Poppy Seed Loaf Cake with Chocolate Glaze

Poppy Seed Loaf Cake with Chocolate Glaze

This Poppy Seed Loaf Cake is a delightful treat that perfectly balances a moist, tender crumb with the subtle, nutty crunch of poppy seeds. The bright hint of lemon zest adds a wonderful freshness, while a simple, decadent chocolate glaze provides a beautiful, rich finish. It’s a comforting and elegant cake that’s perfect with a cup of coffee or as a satisfying dessert.


Part 1: The Moist Poppy Seed Loaf Cake

The secret to a perfect poppy seed cake is soaking the seeds to soften them and using a combination of oil and sour cream for a deliciously tender and moist texture.

Cake Ingredients

  • 1 ½ tablespoons poppy seeds
  • ¼ cup milk (or hot water)
  • 1 ½ cups all-purpose flour
  • 1 ½ teaspoons baking powder
  • ½ teaspoon salt
  • ½ cup unsalted butter, softened to room temperature
  • 1 cup granulated sugar
  • 2 large eggs, room temperature
  • 1 teaspoon vanilla extract
  • ½ cup sour cream or full-fat Greek yogurt
  • Zest of 1 lemon

Cake Instructions

  1. Prepare the Poppy Seeds: In a small bowl, combine the poppy seeds and milk. Set aside for at least 30 minutes to let the seeds soften.
  2. Preheat your oven to 350°F (175°C). Grease and flour a 9×5-inch loaf pan.
  3. In a medium bowl, whisk together the flour, baking powder, and salt.
  4. In the bowl of a stand mixer or a large bowl with a hand mixer, beat the softened butter and granulated sugar on medium-high speed until light and fluffy, about 3-4 minutes.
  5. Add the eggs one at a time, beating well after each addition. Mix in the vanilla extract and lemon zest.
  6. Add the sour cream and mix on low speed until just combined. The batter may look slightly curdled at this point; that’s okay.
  7. Add the dry ingredients to the wet ingredients in two additions, mixing on low speed until just combined. Do not overmix.
  8. Fold in the soaked poppy seeds with their liquid.
  9. Pour the batter into the prepared loaf pan and use a spatula to smooth the top.
  10. Bake for 50-60 minutes, or until a wooden skewer inserted into the center of the cake comes out clean.
  11. Let the cake cool in the pan for 15 minutes before carefully transferring it to a wire rack to cool completely.
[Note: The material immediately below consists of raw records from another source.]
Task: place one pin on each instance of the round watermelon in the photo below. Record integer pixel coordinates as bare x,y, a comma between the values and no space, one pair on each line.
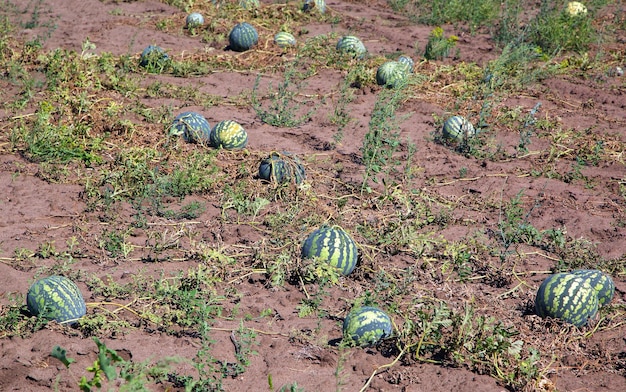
314,5
390,74
154,58
192,126
194,20
281,168
601,282
332,245
366,326
56,298
284,39
458,128
242,37
351,45
229,135
567,297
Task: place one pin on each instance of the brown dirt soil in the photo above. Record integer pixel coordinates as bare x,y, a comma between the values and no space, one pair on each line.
37,208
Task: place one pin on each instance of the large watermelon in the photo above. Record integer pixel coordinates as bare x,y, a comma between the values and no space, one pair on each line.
567,297
56,298
351,45
192,126
458,128
242,37
332,245
229,135
601,282
366,326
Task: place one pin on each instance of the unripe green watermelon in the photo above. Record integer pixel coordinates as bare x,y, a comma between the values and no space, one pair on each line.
458,128
229,135
366,326
332,245
192,126
242,37
567,297
390,74
56,298
281,168
351,45
284,39
601,282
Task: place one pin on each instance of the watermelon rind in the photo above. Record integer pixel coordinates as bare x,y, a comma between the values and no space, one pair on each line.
242,37
567,297
229,135
56,298
192,126
332,245
366,326
601,283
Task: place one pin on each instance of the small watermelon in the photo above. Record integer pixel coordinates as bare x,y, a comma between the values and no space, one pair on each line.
56,298
194,20
601,282
351,45
458,128
366,326
229,135
281,168
192,126
314,5
391,74
154,58
567,297
242,37
284,39
332,245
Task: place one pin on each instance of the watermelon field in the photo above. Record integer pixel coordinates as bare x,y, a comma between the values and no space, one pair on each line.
310,195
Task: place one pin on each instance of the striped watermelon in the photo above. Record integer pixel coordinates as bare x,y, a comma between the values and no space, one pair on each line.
366,326
284,39
229,135
242,37
192,126
390,74
194,20
458,128
314,5
351,45
601,282
56,298
281,168
567,297
332,245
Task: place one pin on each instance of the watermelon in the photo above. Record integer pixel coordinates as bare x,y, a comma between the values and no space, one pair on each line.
567,297
242,37
332,245
192,126
154,58
365,326
601,282
194,20
284,39
351,45
281,168
390,74
56,298
229,135
314,5
458,128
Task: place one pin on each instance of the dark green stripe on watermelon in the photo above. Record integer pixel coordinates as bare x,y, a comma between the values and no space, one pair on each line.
56,298
566,297
366,326
332,245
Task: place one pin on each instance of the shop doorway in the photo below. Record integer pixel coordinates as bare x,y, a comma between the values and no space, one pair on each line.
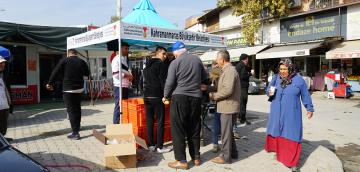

Part 2: The Simple Chocolate Glaze

This easy two-ingredient ganache-style glaze provides a rich and elegant finish that hardens slightly as it cools.

Glaze Ingredients

  • 4 ounces (about ⅔ cup) bittersweet or semi-sweet chocolate chips or chopped chocolate
  • ½ cup heavy cream

Glaze Instructions

  1. Place the chocolate chips in a medium, heat-safe bowl.
  2. In a small saucepan, heat the heavy cream over medium heat until it just begins to simmer and small bubbles form around the edges. Do not let it boil.
  3. Pour the hot cream over the chocolate chips. Let it sit for 2-3 minutes to melt the chocolate.
  4. Using a whisk, stir the chocolate and cream together until the mixture is completely smooth and glossy.

Part 3: Assembly & Serving

A simple finishing touch for a beautiful cake.

Assembly & Serving Instructions

  1. Once the loaf cake is completely cooled, place it on a wire rack over a baking sheet (this will catch any drips from the glaze).
  2. Pour the warm chocolate glaze evenly over the top of the cake, allowing it to drip down the sides.
  3. Let the glaze set for at least 30 minutes before slicing and serving.
  4. Store the cake in an airtight container at room temperature for up to 4 days.